At the 2007 IGDA Leadership Forum, Epic Games president Mike Capps' talk, "Building the Perfect Team," discussed how to successfully run and team-build at a relatively small company -- based on his experience at Epic, which despite being 16 years established, only has about 90 employees. Capps also has experience building teams from the ground up working on America's Army
and at Scion Studios.
Why does he choose leadership roles? Says Capps, "I lead because I hate inefficiency... or, what I perceive as inefficiency."
He continued, "People use these lofty terms like 'Team Dynamics' and 'Culture'. What this really means is that we want people to work harder than usual, and work hard on the same thing. We want this unity of purpose -- this willingness to sacrifice for this purpose. This doesn't mean sacrificing your family, friends, and life, which is a problem in this industry. What I mean is sacrificing fun stuff for the sake of making the game."
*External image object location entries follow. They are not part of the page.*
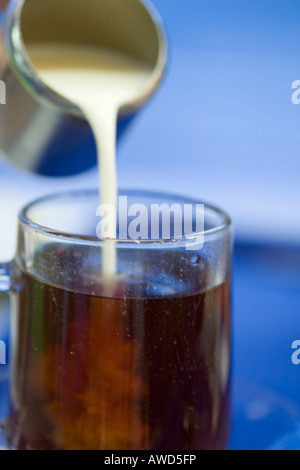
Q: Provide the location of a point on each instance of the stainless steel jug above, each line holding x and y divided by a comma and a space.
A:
40, 131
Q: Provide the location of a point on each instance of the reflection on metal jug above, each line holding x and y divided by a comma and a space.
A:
40, 131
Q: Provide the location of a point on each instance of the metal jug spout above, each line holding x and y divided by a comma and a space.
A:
40, 131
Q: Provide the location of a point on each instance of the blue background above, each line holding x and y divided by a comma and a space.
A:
223, 127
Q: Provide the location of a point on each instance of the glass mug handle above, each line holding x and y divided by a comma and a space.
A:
5, 277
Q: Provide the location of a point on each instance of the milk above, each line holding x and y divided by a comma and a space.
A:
99, 82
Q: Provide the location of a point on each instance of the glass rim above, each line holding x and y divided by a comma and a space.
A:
24, 217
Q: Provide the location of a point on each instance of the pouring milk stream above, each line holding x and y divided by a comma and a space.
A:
99, 82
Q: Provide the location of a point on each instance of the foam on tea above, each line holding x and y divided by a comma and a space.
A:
99, 82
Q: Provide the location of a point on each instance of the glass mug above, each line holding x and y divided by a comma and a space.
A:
145, 365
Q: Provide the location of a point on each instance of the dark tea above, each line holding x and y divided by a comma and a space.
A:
146, 369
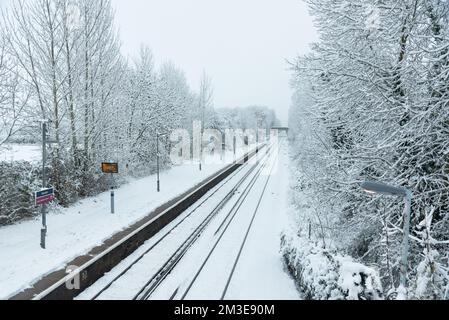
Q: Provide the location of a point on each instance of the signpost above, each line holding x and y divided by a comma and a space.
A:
111, 168
44, 196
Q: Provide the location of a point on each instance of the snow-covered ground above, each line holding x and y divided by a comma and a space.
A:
76, 230
21, 152
259, 274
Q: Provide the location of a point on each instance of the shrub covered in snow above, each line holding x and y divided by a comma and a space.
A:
325, 275
18, 181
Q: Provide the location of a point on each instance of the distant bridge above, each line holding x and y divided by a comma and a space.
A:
281, 129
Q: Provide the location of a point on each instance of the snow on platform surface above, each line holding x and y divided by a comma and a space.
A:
260, 274
77, 230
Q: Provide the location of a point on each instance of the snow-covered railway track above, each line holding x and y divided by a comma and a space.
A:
145, 272
221, 240
94, 265
178, 254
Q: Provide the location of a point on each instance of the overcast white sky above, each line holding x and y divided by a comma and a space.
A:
242, 44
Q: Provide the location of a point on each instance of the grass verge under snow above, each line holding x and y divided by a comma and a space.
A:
325, 275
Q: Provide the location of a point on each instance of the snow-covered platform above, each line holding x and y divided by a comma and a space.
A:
79, 233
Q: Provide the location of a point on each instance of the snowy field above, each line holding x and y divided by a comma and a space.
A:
76, 230
259, 274
19, 152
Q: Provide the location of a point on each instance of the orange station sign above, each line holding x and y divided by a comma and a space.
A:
107, 167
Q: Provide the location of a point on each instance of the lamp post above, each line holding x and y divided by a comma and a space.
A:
158, 135
384, 189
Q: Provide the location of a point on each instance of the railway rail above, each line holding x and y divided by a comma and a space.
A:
102, 263
234, 198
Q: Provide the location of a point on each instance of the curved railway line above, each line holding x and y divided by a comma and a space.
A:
239, 188
205, 214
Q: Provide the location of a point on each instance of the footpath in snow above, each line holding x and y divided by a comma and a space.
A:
77, 230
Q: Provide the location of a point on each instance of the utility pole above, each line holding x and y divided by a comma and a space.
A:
158, 163
112, 194
44, 183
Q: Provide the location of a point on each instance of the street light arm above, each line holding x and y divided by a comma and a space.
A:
380, 188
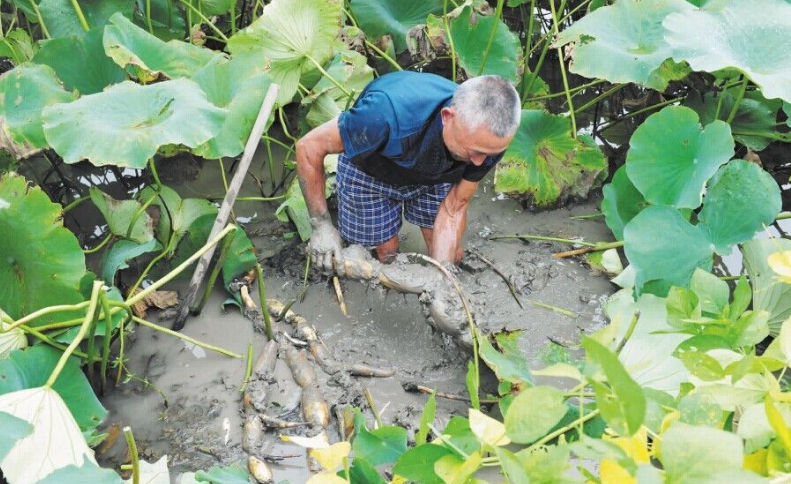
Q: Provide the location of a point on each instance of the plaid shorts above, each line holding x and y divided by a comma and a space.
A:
369, 210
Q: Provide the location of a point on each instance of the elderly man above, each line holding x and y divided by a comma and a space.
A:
412, 142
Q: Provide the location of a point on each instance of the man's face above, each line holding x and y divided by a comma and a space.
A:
470, 146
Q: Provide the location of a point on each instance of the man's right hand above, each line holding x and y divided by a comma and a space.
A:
325, 244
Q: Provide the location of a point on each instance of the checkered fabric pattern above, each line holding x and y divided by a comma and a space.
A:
369, 210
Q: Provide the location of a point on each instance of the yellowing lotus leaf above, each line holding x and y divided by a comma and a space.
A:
56, 440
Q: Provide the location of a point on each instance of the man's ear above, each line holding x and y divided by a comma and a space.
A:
447, 115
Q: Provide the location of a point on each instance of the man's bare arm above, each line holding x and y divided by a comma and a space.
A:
311, 150
451, 222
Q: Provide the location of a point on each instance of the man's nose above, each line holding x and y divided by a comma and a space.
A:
477, 160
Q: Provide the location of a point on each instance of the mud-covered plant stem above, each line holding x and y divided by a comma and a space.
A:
97, 286
130, 441
498, 14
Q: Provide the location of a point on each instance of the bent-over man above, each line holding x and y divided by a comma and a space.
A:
414, 143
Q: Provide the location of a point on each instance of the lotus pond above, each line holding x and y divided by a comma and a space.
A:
627, 285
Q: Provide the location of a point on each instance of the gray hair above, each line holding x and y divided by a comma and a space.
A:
488, 101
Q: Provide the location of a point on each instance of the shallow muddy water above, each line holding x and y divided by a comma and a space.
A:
202, 423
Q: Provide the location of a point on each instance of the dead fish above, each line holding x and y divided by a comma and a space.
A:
265, 364
314, 407
279, 423
259, 470
359, 369
301, 368
252, 433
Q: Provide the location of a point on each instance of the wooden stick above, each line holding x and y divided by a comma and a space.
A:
339, 294
227, 203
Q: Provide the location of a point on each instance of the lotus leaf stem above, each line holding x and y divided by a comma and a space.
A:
98, 247
498, 14
44, 311
600, 97
450, 39
135, 298
186, 338
248, 369
130, 441
262, 301
383, 55
40, 20
738, 100
328, 75
89, 318
542, 237
204, 19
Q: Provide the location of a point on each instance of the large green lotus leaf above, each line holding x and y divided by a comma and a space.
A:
176, 214
119, 215
238, 85
62, 21
127, 123
735, 34
769, 293
663, 246
42, 262
80, 62
671, 157
755, 115
471, 34
287, 36
326, 101
31, 367
623, 42
621, 202
647, 354
24, 92
740, 200
703, 455
127, 44
544, 165
378, 18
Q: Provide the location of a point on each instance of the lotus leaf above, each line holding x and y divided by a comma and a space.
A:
54, 429
623, 42
544, 165
62, 21
740, 200
769, 294
471, 34
127, 123
88, 473
42, 261
395, 18
127, 44
24, 92
326, 101
12, 430
671, 166
11, 340
119, 215
734, 34
290, 38
700, 455
177, 215
80, 62
653, 239
122, 251
621, 202
647, 353
755, 115
238, 85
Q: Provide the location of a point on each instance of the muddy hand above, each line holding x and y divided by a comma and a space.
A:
325, 244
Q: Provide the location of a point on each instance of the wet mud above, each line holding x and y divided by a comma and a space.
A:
204, 420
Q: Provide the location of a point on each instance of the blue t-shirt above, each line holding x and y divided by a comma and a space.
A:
393, 132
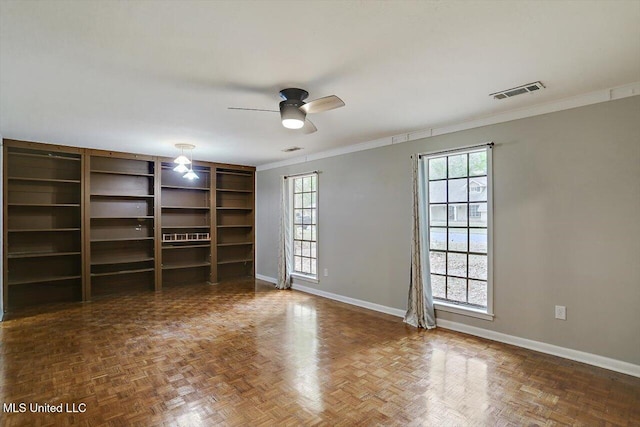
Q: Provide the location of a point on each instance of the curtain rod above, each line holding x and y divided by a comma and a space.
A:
301, 173
453, 150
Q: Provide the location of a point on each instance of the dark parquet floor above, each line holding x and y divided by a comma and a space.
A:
243, 353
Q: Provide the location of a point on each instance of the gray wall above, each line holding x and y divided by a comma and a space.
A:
566, 225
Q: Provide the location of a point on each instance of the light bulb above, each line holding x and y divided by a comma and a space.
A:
292, 123
181, 168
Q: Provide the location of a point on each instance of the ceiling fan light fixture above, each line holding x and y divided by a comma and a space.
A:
292, 117
181, 168
191, 175
182, 159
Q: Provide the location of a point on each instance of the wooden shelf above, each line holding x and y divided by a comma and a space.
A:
190, 265
42, 280
187, 207
145, 217
113, 172
235, 261
19, 255
117, 273
225, 172
46, 205
122, 261
181, 187
124, 196
184, 226
66, 181
186, 246
232, 190
39, 230
45, 156
122, 239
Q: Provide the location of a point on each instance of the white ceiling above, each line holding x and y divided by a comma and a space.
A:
140, 76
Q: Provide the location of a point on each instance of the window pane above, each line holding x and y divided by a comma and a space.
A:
478, 267
306, 216
457, 264
305, 200
457, 289
478, 214
438, 168
437, 261
437, 286
458, 166
457, 215
478, 163
478, 189
458, 239
457, 190
306, 183
438, 215
306, 248
306, 265
313, 250
438, 192
478, 240
478, 292
438, 238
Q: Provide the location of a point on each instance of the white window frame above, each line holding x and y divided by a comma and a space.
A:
297, 274
480, 313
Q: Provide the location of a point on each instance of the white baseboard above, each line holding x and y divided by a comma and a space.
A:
566, 353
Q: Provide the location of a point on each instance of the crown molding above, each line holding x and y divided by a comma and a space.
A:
590, 98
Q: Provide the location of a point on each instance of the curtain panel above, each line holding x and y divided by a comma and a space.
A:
285, 238
420, 312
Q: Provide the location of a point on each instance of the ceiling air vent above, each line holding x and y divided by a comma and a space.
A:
528, 88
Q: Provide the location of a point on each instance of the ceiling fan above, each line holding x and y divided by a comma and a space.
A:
293, 109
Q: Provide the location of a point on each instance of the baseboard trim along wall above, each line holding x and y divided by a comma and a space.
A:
554, 350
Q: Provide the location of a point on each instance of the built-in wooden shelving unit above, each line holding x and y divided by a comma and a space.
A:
42, 226
235, 201
186, 226
79, 223
121, 213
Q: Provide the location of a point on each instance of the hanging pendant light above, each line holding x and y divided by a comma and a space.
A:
182, 160
191, 175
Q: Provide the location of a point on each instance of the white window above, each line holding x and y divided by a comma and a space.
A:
304, 192
460, 240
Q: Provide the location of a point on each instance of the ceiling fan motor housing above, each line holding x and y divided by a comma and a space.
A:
291, 114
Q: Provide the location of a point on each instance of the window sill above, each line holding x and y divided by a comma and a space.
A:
310, 279
465, 311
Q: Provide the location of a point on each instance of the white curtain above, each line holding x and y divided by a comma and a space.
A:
420, 311
284, 241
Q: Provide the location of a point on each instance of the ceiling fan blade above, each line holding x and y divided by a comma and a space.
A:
309, 127
252, 109
322, 104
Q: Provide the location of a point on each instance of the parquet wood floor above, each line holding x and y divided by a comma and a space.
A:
244, 353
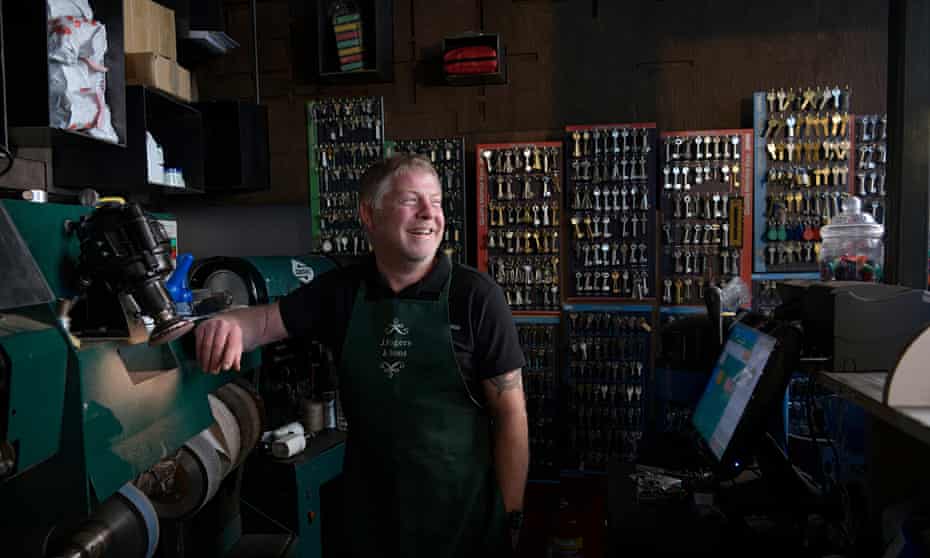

Sacrificing The Inefficient
He cited a list of what he calls "enjoyable inefficiencies" -- petty squabbling, intolerance for failure, territorial behavior, random web browsing, random "research projects," tasks that look deceptively like progress but don't help to ship games -- and playing Unreal Tournament
during lunch. "These are fun things that don't help you ship a game," says Capps.
Capps gave the example of "Project Lowlife", which was designed to get the Unreal Engine to run on the lowest hardware possible. He also spoke about recruiting for America's Army
without being able to say what the project was. Lastly he talked about starting Scion with the unifying goal off beating Epic at its own game. The common thread in these stories? Capps says they were successful because the teams shared a unified goal and had confidence in their leadership.
"In both cases, we just gave the projects names and nearly impossible goals," he said. "If it's impossible everyone will give up. Your team has to be confident in you and your decisions."
What To Look For
Capps said bad spelling is an "automatic pass" when someone applies for a job at Epic. "If a programmer spells badly then they probably don't check their code," he explained. "If an artist has bad spelling, then they're not used to having their work judged by others."
Demonstrating passion is also something Epic looks for in a candidate. The company starts with a general evaluation: candidates are asked to juggle skills, their ability to take direction is observed, and candidates that say "I don't take tests" are automatically rejected, Capps said.
Capps then discussed the next step: on-site interviews. For artists, it's about team fit and "seeing if they're crazy," because by this point, management knows the candidate's skills. For coders it's a technical interview -- and also about team fit. In general, Capps says, they weed out four things for coders and artists: Those who won't work hard, those who "will bail on us," are a jerk, or people who secretly want to be designers.
Capps also talked about interview psychology. "You want candidates that will feel lucky to be at the company. You don't want brilliant people that do not fit into the company culture."
Once the right team is assembled, Capps said, one must think about rewarding its members to encourage good performance. "Managing rewards is a big part of getting your team to work well, but they're really dangerous," he said. "Rewarding people for finding bugs is dangerous. You want to reward them for shipping games."
He gave an example of how it's potentially dangerous to praise workers that stay until 2AM, because it might encourage them to stay later again.
Review performance was the next topic. Epic reviews twice yearly -- project leads give input, as do random peers familiar with the employee's work. The review points are quality and attention to detail, creativity and problem solving, communication and teamwork, and work ethic.
Epic also includes 360-degree feedback (wherein the employee reviews his or her boss) climate surveys, and random HR one-on-ones. Epic also uses "3 C's" meetings -- compliments, concerns, criticism -- to review the company and employee happiness. "Once you have a better environment, you'll have a team that will do more good things for you."
Giving notice on improving performance is a legally tricky process, according to Capps. Epic has the employee sign a written statement about their performance. "I use something called the 'Red Folder' technique. Any time you walk to someone's desk and open a red manila folder, they know its serious." The producer, discipline lead, and HR are involved. There is a short lifetime for this review, usually two weeks. If it goes poorly, they terminate.
Finally, Capps touched on the worst-case scenario. "Punishment and firing is critical to maintaining team trust," he noted. "If you have a bad hire, it's important to the team that you get them out, and get them out quickly. If you have a guy that just plays WoW
for a week, the rest of the team is going to wonder why they're working so hard. Nothing de-motivates like working next to someone that isn't working hard."